Gensler is very client-focused, but the one aspect that has changed is that the employees who are passionate about research are now able to expand on their passion and share the findings with others.

 

There has been a shift in the workplace where people are retraining. Is the void they leave an issue for your company’s operations?

Jeff has seen redundancies in the past during recessions when people re-train themselves. The challenge is to keep people in the workforce and fill those gaps. EDSA has a strong outreach program for students and hires between 15 and 25 interns every year. This is because they want to ensure they are a good fit for the interns and visa versa.

According to Frank, the University of Florida is offering special concentrations in design programs, like sustainable architecture and computational design, which would bring more expertise than a general education. He is noticing that companies now clearly communicate with universities about what they need, and the universities respond by creating the necessary programs.

 

What are some strengths and weaknesses you notice in students of this generation?

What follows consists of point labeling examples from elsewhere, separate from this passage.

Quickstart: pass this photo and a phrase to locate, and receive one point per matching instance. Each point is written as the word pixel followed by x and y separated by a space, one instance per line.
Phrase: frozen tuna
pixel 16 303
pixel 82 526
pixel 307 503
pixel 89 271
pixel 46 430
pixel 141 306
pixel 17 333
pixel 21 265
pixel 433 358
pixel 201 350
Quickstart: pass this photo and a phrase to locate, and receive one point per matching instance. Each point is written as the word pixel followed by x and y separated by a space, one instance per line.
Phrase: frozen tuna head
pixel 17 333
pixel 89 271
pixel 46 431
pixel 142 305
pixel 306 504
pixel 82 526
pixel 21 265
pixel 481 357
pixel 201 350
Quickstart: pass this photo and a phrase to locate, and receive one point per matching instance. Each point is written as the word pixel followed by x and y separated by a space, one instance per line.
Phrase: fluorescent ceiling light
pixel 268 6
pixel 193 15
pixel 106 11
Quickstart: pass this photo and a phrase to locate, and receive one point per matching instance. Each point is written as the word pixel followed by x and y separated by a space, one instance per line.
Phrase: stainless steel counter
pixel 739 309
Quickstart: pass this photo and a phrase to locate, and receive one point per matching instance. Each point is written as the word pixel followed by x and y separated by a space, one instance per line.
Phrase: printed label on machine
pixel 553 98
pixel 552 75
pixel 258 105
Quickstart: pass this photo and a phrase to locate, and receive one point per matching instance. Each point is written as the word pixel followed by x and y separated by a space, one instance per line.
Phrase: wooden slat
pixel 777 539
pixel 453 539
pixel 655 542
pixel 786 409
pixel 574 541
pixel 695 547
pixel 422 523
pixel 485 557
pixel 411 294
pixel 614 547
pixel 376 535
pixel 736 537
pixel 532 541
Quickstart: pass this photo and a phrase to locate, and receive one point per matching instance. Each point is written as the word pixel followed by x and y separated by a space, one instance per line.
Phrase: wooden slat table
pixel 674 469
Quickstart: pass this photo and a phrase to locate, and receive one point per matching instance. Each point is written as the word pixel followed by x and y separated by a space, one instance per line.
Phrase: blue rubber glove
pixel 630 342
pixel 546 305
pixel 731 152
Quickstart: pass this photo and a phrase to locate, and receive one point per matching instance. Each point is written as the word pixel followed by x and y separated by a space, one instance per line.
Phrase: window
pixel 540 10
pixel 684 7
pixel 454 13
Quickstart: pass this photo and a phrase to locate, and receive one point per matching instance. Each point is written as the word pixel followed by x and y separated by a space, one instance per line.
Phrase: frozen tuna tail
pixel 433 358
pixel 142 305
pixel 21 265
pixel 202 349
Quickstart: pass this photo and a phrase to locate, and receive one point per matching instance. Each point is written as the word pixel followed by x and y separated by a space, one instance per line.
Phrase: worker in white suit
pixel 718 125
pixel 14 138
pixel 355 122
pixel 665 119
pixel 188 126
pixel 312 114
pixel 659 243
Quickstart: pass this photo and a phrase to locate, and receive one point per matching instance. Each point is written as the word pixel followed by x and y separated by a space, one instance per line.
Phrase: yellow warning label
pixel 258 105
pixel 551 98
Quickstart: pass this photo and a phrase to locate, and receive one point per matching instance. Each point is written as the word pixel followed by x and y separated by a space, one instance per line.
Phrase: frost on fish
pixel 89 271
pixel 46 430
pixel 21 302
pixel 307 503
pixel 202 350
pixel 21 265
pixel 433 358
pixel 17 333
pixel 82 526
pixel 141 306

As an academic, Frank notices that his students are working well towards critical thinking but need to improve their writing skills. On a similar note, Dana shared that while students sometimes struggle to communicate their thoughts, they often possess a strong entrepreneurial spirit. The panel agreed that while students are now getting more value from their education, they are lacking in the social aspect, which is why having traditional brick and mortar schools in some form are still important.

 

Will businesses decide to cut down on office space, or will it be completely eliminated?

Frank noted that there is already a shift for larger housing to accommodate people working remotely and extended families. This is not ideal for new office construction but is the way workplaces are heading.

Dana envisions a working environment where people will still go to the office but will be given more flexibility and technology for collaboration. People will also want to have their privacy within an open office space to prevent it from becoming too crowded. The traditional workplace will still be there, it will just be an improved version for increased productivity, safety, and employee happiness.